Concerning mofetil mycophenolate, an inhibitor of the inosine-5'-monophosphate dehydrogenase, an enzyme responsible for de novo synthesis of guanine nucleotides, an important process for the proliferation of T and B lymphocytes41. Is the treatment with the highest quantity of diminished serum levels of cytokines (Supplementary Table 1), probably because of the direct inhibition of immune cell proliferation which is reflected in a lower autoantibody production as well as lower cytokine and chemokine production. There are no previous reports regarding the direct effect of mycophenolate in IL-23, IL-1β and IL-17A synthesis, however, these three cytokines are involved in an axis that amplifies the proliferation of Th17 cells which produce IL-17A, a cytokine that in turn, stimulates the IL-1, IL-6 and TNF-α production42, moreover, if mofetil mycophenolate diminishes the leukocyte proliferation, these are not able to differentiate, thus the IL-23, IL-1 and IL-17 axis is interrupted, thus, it could explain why IL-23 levels are diminished and IL-17 and IL-1β levels were not detected in our patients under mofetil mycophenolate treatment.

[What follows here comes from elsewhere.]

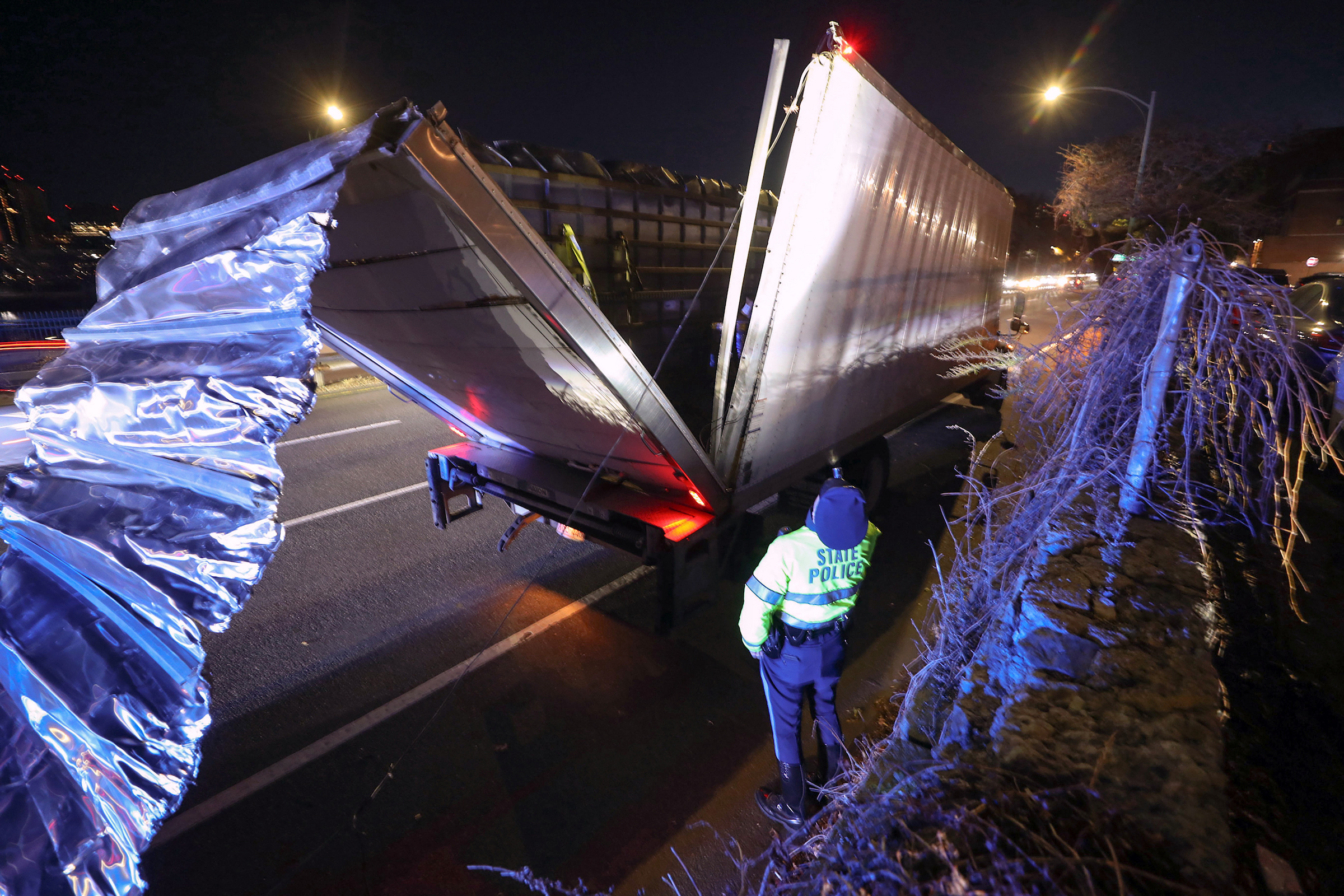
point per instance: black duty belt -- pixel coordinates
(797, 637)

It is important to denote that the implication of IL-17 and IL-23 in IIM has been previously reported as an increment of both cytokines in the supernatant of the ex vivo culture of peripheral blood mononuclear cells of IIM patients with a recent disease establishment when were compared with patients with established disease43. Likewise, it has been reported an increment of IL-23 serum levels in IIM patients as well as a higher expression of the cytokine in impaired muscle tissue, even IL-23 has been proposed as a therapeutic target for IIM treatment44.

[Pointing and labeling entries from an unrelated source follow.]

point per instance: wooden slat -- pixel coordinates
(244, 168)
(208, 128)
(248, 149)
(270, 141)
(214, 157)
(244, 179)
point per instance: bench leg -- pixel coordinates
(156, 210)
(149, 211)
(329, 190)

When we analyzed if there were difference in cytokine and chemokine serum levels according to the quantity of immunosuppressive drugs prescript because of therapy, we observed that IL-18 remains elevated even in patients treated with three distinct immunosuppressive treatments, thus we can highlight the importance of IL-18 in the disease activity as well as the fact that there are cytokines that even under immunosuppressive treatment cannot be diminished45.
In summary, we were able to find and describe muscle fiber ultrastructure with marked irregularities, porosities, disruption in the linearity and integrity of the fascicle, more evident in patients with increased serum levels of muscle enzymes and diminished muscle strength. Likewise, there was a negative correlation between the increment of muscle enzymes and the MMT8 score.
We did not observe a particular association of clinical phenotype with histopathological nor serological findings, moreover, is important to consider the clinical stage of the IIIM (most of them in clinical remission). Concerning the association between immunological parameters, the serum levels of IFN-γ are higher in MSA/MAA seropositive patients, regarding to muscle and immunological parameters association, the LDH enzyme is the muscle damage marker even unspecific of muscle damage with a higher association to immunological profile.
In conclusion, even the scarce reports about the use of SEM as a tool in all clinical phenotypes of IIM, our work provides an excellent opportunity to discuss and reframe the clinical usefulness of SEM in the diagnostic approach of IIM.